Get a Haircut
Press Release –Get a Haircut
Sixteen-year-old Lucan Battison was suspended from Hastings' St John's College because his hair was too long. Now his parents are going to the High Court for a judicial review of that decision. There has been a lot of opinion voiced on this already in media but I would like to add a parenting perspective.
I confess: I am old and balding, so maybe my opinion is tinged with a little jealousy of Lucan’s great head of hair. I would also concede that, according to my children, I have zero fashion sense. They suspect that I still order my clothes from a 1995 Farmers’ Catalogue.
While I am making confessions, I also admit that having school rules about hair length seems primitive. I thought so back in the 1970s when I was at school and I haven’t changed my mind. Also, Lucan seems like a great kid and his parents are acting from good motives in wanting to support him.
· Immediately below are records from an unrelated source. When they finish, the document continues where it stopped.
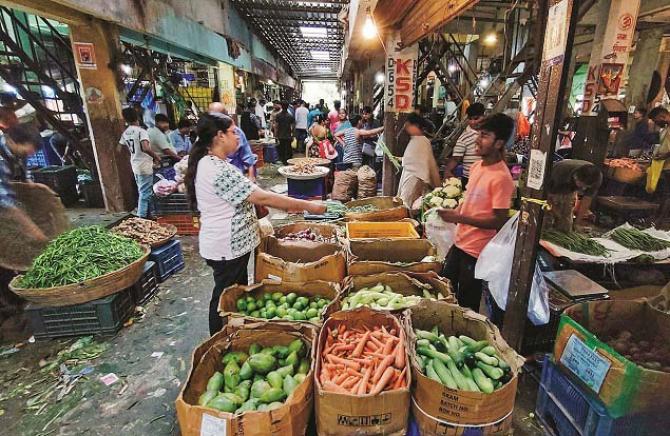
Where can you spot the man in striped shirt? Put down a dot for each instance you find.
(464, 151)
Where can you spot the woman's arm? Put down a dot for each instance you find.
(293, 205)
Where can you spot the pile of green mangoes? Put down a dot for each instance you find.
(280, 306)
(260, 380)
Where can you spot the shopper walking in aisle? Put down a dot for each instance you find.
(301, 125)
(352, 141)
(160, 142)
(285, 123)
(465, 150)
(420, 173)
(225, 199)
(142, 159)
(484, 211)
(181, 137)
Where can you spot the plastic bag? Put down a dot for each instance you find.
(441, 234)
(495, 267)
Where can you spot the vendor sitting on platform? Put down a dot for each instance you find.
(571, 178)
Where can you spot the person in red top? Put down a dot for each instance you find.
(483, 212)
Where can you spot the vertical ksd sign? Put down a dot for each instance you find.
(606, 72)
(401, 71)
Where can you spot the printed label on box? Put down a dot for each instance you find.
(585, 363)
(213, 426)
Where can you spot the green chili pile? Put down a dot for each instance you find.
(80, 254)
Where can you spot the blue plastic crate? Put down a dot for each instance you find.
(169, 259)
(565, 409)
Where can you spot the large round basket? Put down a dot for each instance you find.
(85, 291)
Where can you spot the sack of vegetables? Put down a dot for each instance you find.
(465, 372)
(362, 379)
(82, 265)
(254, 379)
(394, 291)
(288, 301)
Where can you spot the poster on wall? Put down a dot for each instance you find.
(401, 71)
(84, 53)
(227, 86)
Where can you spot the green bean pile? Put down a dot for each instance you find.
(635, 239)
(576, 242)
(78, 255)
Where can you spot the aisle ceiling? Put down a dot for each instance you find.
(306, 33)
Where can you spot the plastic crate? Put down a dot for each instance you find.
(169, 259)
(375, 230)
(176, 203)
(565, 409)
(186, 223)
(62, 179)
(98, 317)
(147, 286)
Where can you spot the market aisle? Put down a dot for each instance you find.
(142, 401)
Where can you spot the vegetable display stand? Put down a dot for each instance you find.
(62, 179)
(439, 403)
(186, 223)
(104, 316)
(564, 408)
(289, 418)
(169, 259)
(85, 291)
(623, 386)
(147, 286)
(234, 312)
(387, 209)
(339, 413)
(387, 255)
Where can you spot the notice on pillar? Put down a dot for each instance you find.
(401, 71)
(84, 53)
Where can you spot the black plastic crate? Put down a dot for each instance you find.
(147, 286)
(176, 203)
(62, 179)
(98, 317)
(169, 259)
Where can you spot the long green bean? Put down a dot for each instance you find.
(78, 255)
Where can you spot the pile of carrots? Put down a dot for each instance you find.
(363, 361)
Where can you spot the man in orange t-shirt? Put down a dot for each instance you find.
(483, 212)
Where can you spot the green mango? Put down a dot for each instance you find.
(259, 387)
(215, 382)
(231, 374)
(246, 372)
(206, 397)
(272, 395)
(262, 363)
(274, 379)
(289, 385)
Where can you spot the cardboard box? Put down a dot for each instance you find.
(406, 283)
(339, 414)
(228, 301)
(290, 419)
(387, 255)
(460, 407)
(624, 387)
(300, 261)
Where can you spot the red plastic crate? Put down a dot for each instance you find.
(186, 224)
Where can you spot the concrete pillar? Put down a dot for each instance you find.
(104, 114)
(645, 62)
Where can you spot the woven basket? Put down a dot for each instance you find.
(87, 290)
(390, 209)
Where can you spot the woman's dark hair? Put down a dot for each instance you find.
(208, 127)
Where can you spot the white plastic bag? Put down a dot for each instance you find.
(440, 233)
(495, 267)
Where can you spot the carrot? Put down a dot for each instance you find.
(359, 348)
(383, 380)
(385, 363)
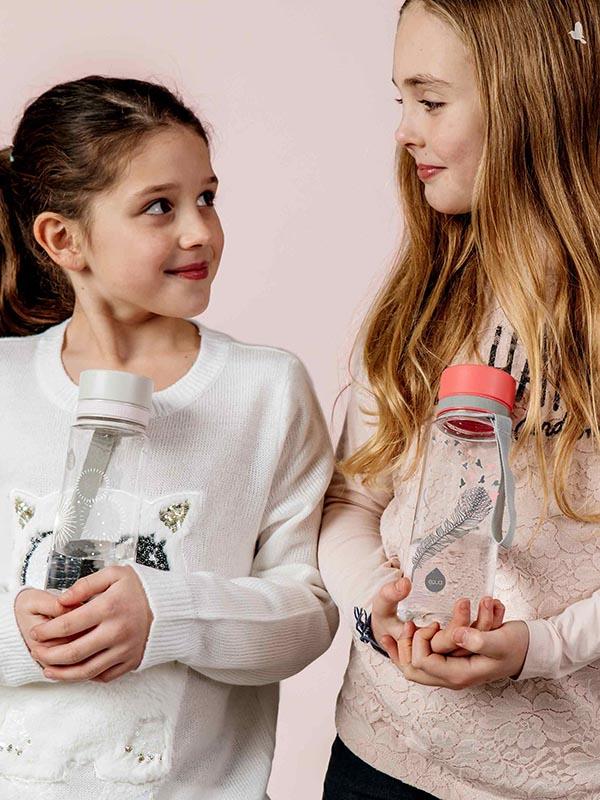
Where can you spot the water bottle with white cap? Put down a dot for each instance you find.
(97, 519)
(465, 509)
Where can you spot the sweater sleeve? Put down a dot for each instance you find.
(351, 555)
(265, 627)
(17, 667)
(564, 643)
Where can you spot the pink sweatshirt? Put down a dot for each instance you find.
(537, 737)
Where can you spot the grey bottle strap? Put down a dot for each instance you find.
(506, 492)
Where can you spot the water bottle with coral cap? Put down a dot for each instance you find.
(465, 509)
(98, 511)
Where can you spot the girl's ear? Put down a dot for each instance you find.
(61, 239)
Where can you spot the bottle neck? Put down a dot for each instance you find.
(112, 413)
(469, 402)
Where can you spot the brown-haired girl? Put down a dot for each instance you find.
(499, 156)
(157, 680)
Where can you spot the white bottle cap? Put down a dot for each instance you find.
(106, 394)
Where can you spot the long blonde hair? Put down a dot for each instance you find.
(536, 201)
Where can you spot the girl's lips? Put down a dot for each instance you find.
(192, 272)
(425, 172)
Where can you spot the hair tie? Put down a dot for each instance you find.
(577, 34)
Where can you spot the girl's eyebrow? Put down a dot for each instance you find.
(164, 187)
(423, 80)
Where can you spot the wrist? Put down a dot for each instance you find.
(521, 632)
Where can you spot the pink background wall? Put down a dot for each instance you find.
(300, 98)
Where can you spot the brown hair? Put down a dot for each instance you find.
(70, 144)
(536, 198)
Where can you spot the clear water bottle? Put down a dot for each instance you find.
(98, 513)
(466, 487)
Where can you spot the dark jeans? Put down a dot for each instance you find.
(349, 778)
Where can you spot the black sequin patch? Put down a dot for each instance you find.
(151, 553)
(35, 542)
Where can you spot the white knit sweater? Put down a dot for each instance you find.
(239, 460)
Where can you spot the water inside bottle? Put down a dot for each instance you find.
(465, 569)
(83, 557)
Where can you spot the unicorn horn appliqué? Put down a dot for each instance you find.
(577, 34)
(472, 508)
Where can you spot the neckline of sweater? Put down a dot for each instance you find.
(61, 390)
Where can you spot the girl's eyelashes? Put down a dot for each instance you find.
(208, 198)
(430, 105)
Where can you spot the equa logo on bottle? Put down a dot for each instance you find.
(435, 581)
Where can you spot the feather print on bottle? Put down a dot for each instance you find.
(473, 507)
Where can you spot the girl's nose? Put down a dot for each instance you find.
(407, 133)
(196, 229)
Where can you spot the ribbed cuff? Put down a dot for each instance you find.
(544, 653)
(171, 603)
(17, 666)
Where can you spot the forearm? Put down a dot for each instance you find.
(564, 643)
(17, 667)
(252, 630)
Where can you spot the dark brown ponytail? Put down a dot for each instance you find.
(70, 144)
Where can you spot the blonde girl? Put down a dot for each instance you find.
(498, 167)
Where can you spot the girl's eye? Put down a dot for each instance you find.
(209, 198)
(164, 206)
(430, 105)
(160, 202)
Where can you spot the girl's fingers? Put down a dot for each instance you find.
(73, 622)
(443, 642)
(388, 597)
(498, 616)
(485, 616)
(37, 601)
(86, 588)
(75, 652)
(421, 648)
(404, 644)
(391, 648)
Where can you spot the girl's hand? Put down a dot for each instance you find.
(386, 626)
(110, 616)
(500, 654)
(388, 630)
(490, 616)
(32, 607)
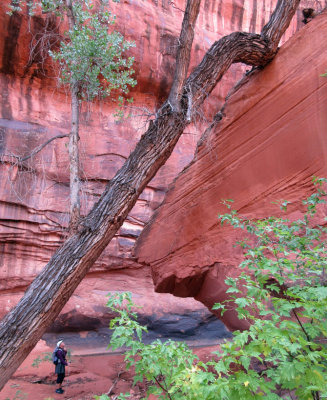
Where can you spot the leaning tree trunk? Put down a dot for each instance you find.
(44, 299)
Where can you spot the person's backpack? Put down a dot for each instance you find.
(55, 358)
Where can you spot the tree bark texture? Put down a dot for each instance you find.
(46, 296)
(74, 180)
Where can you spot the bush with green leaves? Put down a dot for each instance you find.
(91, 53)
(282, 292)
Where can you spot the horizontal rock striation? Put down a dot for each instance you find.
(268, 145)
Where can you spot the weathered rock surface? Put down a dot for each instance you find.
(269, 145)
(34, 197)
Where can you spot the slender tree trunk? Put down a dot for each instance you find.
(74, 173)
(44, 299)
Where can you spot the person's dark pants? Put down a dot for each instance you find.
(60, 378)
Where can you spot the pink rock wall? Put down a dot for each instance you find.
(34, 199)
(269, 145)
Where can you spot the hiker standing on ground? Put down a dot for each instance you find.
(60, 367)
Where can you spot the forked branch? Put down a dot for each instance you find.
(21, 329)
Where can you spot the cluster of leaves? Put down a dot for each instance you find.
(282, 292)
(91, 55)
(92, 58)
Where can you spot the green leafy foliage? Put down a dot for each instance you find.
(282, 292)
(91, 55)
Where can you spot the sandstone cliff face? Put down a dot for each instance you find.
(268, 146)
(34, 198)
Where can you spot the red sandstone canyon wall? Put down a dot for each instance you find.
(34, 199)
(270, 143)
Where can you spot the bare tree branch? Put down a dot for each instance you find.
(184, 53)
(21, 329)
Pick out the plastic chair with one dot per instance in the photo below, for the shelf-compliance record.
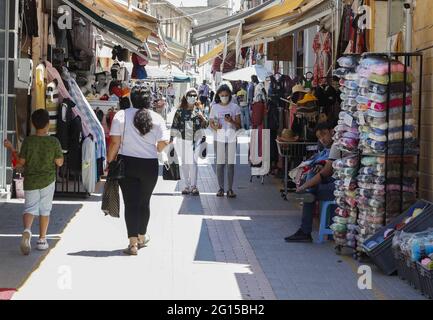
(325, 217)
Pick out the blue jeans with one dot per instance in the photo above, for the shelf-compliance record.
(245, 117)
(322, 192)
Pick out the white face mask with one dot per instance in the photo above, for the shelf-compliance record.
(191, 100)
(225, 100)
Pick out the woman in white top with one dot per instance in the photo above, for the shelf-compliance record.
(225, 120)
(144, 134)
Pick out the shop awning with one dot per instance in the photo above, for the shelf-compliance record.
(308, 13)
(137, 21)
(281, 9)
(130, 38)
(218, 28)
(211, 54)
(177, 74)
(156, 73)
(245, 74)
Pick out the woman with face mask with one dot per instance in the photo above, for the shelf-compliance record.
(137, 135)
(225, 117)
(188, 125)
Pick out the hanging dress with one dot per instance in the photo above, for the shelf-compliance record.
(322, 48)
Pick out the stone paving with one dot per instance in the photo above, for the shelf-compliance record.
(202, 248)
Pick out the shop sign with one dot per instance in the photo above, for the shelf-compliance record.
(65, 20)
(364, 17)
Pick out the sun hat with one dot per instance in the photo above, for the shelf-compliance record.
(298, 88)
(309, 97)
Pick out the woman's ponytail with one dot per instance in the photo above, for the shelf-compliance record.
(140, 99)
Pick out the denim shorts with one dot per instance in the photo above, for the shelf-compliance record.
(40, 201)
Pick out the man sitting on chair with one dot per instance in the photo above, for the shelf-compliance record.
(319, 186)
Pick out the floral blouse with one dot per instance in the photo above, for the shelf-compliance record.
(188, 122)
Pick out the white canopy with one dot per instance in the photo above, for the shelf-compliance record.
(245, 74)
(155, 72)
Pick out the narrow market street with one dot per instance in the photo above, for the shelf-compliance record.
(201, 248)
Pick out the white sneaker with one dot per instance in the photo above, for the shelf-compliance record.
(146, 241)
(25, 245)
(42, 244)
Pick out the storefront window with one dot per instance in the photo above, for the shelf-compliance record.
(396, 14)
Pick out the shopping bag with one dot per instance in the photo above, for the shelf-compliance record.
(203, 148)
(18, 187)
(171, 171)
(110, 199)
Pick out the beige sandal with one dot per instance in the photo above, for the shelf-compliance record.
(132, 250)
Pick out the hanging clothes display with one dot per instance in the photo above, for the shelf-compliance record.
(30, 24)
(346, 169)
(40, 86)
(387, 132)
(52, 105)
(88, 116)
(322, 45)
(89, 164)
(139, 66)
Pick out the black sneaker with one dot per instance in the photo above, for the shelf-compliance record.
(299, 236)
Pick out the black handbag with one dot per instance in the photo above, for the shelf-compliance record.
(116, 168)
(171, 171)
(110, 199)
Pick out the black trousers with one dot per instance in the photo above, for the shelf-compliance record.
(137, 187)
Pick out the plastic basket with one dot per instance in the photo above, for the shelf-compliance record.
(296, 150)
(382, 255)
(426, 280)
(407, 269)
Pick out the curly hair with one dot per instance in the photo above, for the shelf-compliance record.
(140, 98)
(222, 88)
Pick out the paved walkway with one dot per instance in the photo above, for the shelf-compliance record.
(201, 248)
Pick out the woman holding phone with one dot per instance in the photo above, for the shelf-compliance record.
(188, 120)
(225, 119)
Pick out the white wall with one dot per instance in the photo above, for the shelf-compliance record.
(309, 57)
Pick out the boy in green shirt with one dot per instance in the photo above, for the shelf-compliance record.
(40, 154)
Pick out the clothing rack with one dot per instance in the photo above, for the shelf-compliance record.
(407, 62)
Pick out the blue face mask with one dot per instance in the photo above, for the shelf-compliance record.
(224, 100)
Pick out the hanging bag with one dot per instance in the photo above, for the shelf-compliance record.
(116, 171)
(171, 170)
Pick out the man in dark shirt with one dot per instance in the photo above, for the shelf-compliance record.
(320, 186)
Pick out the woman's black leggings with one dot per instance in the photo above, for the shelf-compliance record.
(137, 187)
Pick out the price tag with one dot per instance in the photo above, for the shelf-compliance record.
(347, 182)
(361, 118)
(348, 120)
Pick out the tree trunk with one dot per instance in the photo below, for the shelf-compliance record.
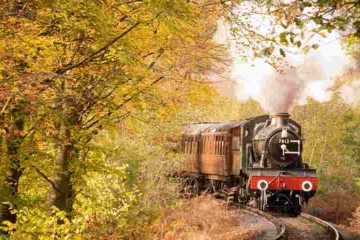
(13, 139)
(63, 194)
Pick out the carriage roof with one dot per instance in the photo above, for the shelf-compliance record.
(211, 127)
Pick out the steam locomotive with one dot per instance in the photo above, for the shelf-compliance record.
(255, 161)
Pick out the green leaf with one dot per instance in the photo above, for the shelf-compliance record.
(282, 52)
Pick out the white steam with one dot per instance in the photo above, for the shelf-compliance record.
(281, 91)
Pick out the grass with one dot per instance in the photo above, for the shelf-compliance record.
(201, 219)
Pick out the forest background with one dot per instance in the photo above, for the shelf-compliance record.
(93, 95)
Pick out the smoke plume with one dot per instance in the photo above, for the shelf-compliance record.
(281, 91)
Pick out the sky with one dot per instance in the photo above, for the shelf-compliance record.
(330, 58)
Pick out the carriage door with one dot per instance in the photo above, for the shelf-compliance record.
(236, 151)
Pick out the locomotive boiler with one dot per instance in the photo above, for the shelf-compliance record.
(256, 161)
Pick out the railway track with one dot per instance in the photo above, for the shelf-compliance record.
(281, 233)
(285, 231)
(334, 233)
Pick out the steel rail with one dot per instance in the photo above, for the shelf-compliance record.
(281, 229)
(335, 235)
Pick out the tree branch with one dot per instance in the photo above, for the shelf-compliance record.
(46, 178)
(96, 53)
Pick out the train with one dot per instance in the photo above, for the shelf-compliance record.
(255, 161)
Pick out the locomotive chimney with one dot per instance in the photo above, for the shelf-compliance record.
(280, 119)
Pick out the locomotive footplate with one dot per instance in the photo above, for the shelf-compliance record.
(292, 180)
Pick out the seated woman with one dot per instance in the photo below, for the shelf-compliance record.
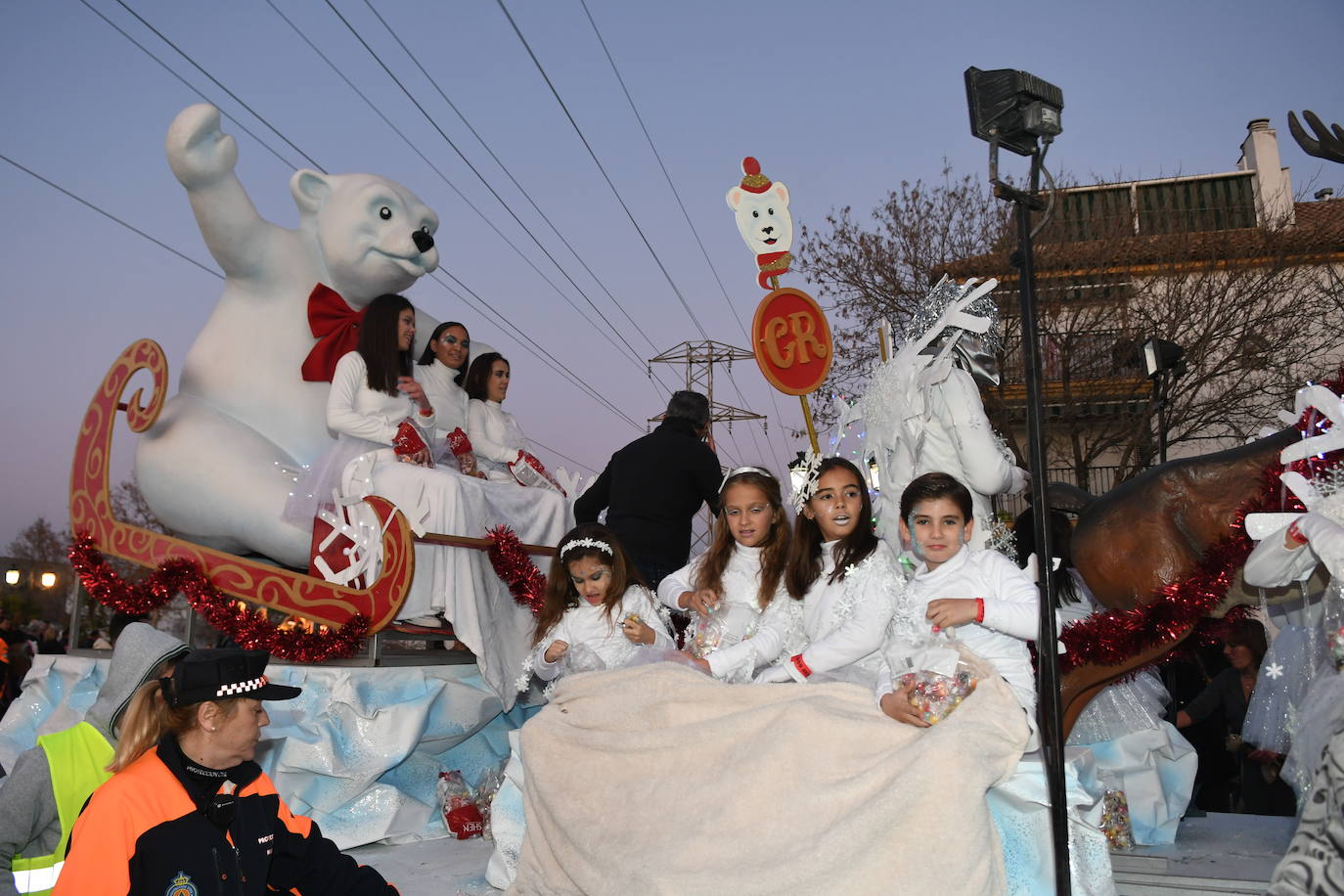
(496, 437)
(189, 810)
(439, 371)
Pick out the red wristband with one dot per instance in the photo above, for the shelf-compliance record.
(1296, 533)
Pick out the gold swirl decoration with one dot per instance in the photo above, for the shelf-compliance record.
(261, 583)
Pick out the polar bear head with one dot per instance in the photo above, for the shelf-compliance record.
(762, 211)
(373, 234)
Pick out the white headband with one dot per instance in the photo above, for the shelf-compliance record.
(586, 543)
(740, 470)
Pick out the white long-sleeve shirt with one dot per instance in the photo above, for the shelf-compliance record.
(496, 438)
(367, 414)
(1012, 614)
(753, 636)
(601, 633)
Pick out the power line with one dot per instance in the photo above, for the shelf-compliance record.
(632, 357)
(190, 86)
(467, 161)
(109, 215)
(605, 176)
(510, 175)
(695, 233)
(236, 97)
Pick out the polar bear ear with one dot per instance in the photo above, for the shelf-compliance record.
(309, 190)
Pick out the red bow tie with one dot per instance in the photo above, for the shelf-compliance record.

Enough confessions. The boy should get a haircut, for at least two reasons. First, because the parents chose a private school with a special character. If part of that character is a strict adherence to an old-fashioned uniform and dress code, that is part of the deal. Like it or lump it, and the Battisons have the option to lump it off to a hairier school. And secondly, part of the benefit of rules is that they are an exercise in obedience. The idea of obedience as a virtue is even more old-fashioned than short-haircuts but, basically, discipline now leads to self-discipline later. As parents we do the same thing – our rules and discipline are aimed at helping kids to have self control.
However, as parents, we should avoid a few mistakes that I think St John’s has made. A key parenting idea is, ‘Rules without Reasons leads to Rebellion’. If there isn’t a good reason for the rule, don’t have the rule. The worst reason for a rule is, “Because I said so!” so St John’s should put up a good case or change the rule. The second mistake to avoid is inconsistency. Apparently Lucan has had long hair for three years before it became an issue. You can change rules for good reasons, but if you think a rule really is worth having, enforce it consistently. Inconsistency is unfair.